The authors exposed cells to Treatment 1 or Treatment 2 for different lengths of time and analyzed expression of Protein A by western blot. The Protein A blot is not terrible, even though it is not clean, and you need to take the authors’ word that the protein the arrow is pointing at is indeed Protein A (especially since there are no molecular weight markers indicated). The actin blot, however, is quite awful. Actin is a control protein whose expression should not be modulated by the treatments. The problem is that lanes 3-7 of the actin blot have clearly saturated the western blot film (they are black whereas lanes 1 and 2 are grey) indicating that actin levels are much higher in those samples and that equal amounts of protein were not loaded in all lanes. Also, the samples in lanes 3 and 4 have apparently leaked, giving a single actin band with no clear boundary between the lanes.

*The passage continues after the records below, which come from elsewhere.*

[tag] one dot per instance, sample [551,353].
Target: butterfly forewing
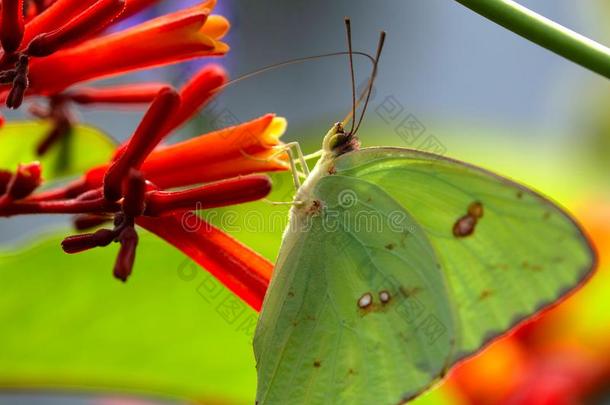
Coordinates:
[358,310]
[506,252]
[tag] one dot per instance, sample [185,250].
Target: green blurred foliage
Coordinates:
[83,148]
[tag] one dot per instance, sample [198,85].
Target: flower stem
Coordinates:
[96,206]
[544,32]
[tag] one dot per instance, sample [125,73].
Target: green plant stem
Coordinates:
[544,32]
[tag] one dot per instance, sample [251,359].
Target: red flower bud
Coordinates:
[81,243]
[89,21]
[12,27]
[25,181]
[127,254]
[5,178]
[133,204]
[20,84]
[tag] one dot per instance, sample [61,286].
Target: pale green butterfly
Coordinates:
[396,264]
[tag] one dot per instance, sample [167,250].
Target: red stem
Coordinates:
[96,206]
[12,27]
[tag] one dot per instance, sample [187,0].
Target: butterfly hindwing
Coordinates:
[358,310]
[506,251]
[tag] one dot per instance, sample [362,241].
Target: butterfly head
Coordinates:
[339,141]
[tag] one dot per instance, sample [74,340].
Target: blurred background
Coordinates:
[456,83]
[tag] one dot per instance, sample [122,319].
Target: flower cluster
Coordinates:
[69,38]
[48,46]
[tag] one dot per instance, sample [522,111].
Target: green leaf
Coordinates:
[172,330]
[82,149]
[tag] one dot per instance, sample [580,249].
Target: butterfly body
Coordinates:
[396,264]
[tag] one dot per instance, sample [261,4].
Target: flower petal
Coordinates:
[240,269]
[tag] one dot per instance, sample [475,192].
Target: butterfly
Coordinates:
[397,264]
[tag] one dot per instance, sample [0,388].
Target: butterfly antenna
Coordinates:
[348,30]
[382,36]
[292,62]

Because of these two issues, the authors have no business trying to quantify this result. To quantify bands in a western blot, they cannot be saturated, or you end up underestimating the amount of protein present. They are doubly wrong in trying to quantify neighboring bands whose boundaries can’t be discerned!
Below the western blots, the authors present a graph whose values represent the density of the “Protein A” bands normalized to the density of actin bands. A final issue that should have been recognized by the reviewers of this article is that the statistical analysis of the quantitation is incorrect. The authors repeated this experiment only twice, but the error bars on the graph are standard deviations, which should be based on at least three independent experiments.
This problematic figure makes up only a small part of a large and complex paper. Nonetheless, it consists of several figures that present densitometric quantitations of other gels, making the reader wonder whether they are similarly unreliable!
Biomedical research doesn’t require much beyond basic high school math…still, when I was a graduate student, I thought I could put these math skills to use by calculating the surface area of circular, “100-mm” tissue culture dishes.
One would assume 100 mm is the exact diameter…but no! Corning dishes, and, and far as I know, dishes from other suppliers, are in fact around 85 mm. I guess this explains why, when I tried to scale up cell culture experiments, my cells were always less confluent than expected in the larger dishes!